I hope I don't become too much of a nuisance in Phase 2!
Gerry



 



On 30/11/2020 21:11, Khalid Baheyeldin wrote:
On Mon, Nov 30, 2020 at 09:48 AM, Gerry Byrne wrote:
Here's why no more Blue/Black pill.

At this stage I have gone through six Blue Pill boards with only one (apparent) success in flashing and that ended in smoke due to carelessness. But I have no guarantee that the three Blue Pill boards I have left are flashable, despite shorting R3.
Did you try flashing them and they failed to flash? If not, then why not try flashing them?
Do you have an ST-Link V2 adapter? If you do, they that will let you flash the Blue Pill regardless of R3.
You just have to do the flashing while the Blue Pill is outside the PCB.

In the process of removing the old CP2102 I clumsily damaged several vias on the PCB with a soldering iron which was too hot (since invested in a nicer one with a working thermostat control).
So user error. Happens sometimes.
But even if you don't have a CP2102, you can still flash the Blue Pill using an ST-Link V2.
Then you can continue to use the controller over WiFi, or through an SHC connected to the ST4.
Since you using the controller for a Dobsonian, the USB port is less important.

I have decided to carefully pack my efforts away and re-use some of the parts (LV drivers, Wemos) on a FYSETC F6 board which will hopefully arrive in a few weeks.
It is the S6 not the F6. I hope you did not order the wrong board, starting on the wrong foot all over again.

I chose the FYSETC F6 after realising that it was already hardwired to do many of the things controlling an alt/az mount requires. Perhaps there's an element of overkill (I will never need six steppers!) but looking at a friend's 3d printer operate made me realise it does all the things an alt/az telescope mount needs. Move up/down, move left/right. Pretty much straight out of the box. Just add a few parts and software.

There are still things that you have to wire: the WeMos connection, and an ST4 with a resistor network if you want an SHC.
These are harder to do when you don't have a PCB that wires all that for you, and just says : "solder here".

So, be careful ... since there are more decisions to be made ...
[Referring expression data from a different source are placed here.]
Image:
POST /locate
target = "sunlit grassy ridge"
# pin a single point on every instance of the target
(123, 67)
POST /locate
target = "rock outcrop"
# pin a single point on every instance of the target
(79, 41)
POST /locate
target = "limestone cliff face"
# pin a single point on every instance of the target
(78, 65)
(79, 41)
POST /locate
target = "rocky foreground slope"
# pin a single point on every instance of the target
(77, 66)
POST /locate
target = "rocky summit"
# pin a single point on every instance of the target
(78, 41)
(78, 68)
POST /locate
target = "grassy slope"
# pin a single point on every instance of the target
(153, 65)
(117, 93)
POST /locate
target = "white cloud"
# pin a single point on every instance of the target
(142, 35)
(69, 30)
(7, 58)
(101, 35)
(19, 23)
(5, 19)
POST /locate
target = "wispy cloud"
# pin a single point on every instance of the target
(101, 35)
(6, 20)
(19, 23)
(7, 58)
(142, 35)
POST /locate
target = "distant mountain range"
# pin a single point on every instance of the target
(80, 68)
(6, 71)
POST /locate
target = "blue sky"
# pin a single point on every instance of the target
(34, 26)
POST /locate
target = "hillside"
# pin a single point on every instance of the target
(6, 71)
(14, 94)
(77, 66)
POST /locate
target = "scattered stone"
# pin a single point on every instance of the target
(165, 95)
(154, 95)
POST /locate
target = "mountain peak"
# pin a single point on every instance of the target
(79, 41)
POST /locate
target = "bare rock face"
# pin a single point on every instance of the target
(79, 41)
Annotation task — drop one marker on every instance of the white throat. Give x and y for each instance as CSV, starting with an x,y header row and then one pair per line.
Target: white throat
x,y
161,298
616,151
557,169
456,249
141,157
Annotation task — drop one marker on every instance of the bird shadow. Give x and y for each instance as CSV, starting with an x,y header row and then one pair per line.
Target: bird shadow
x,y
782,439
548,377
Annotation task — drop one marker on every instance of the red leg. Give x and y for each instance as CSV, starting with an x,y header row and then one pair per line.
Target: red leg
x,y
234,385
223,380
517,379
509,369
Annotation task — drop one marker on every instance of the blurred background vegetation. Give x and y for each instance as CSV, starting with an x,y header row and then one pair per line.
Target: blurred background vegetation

I have been rather frustrated with the Blue Pill but don't altogether regret my efforts. In my 73 years I have built sailing dinghies, rebuilt car engines and won science journalism awards but I never before soldered two things together, or properly understood how electronic things worked. I like to think now I am a wiser, not sadder, man.

I was like that 3 years ago: no soldering experience, and no electronics experience either.
But watching Youtube videos, lots of reading, and help from friends made both the Blue Pill and S6 possible ...

My advice: If you have a friend who is electronics savvy, then please enlist their help before soldering anything. Better yet, leave them to do the soldering.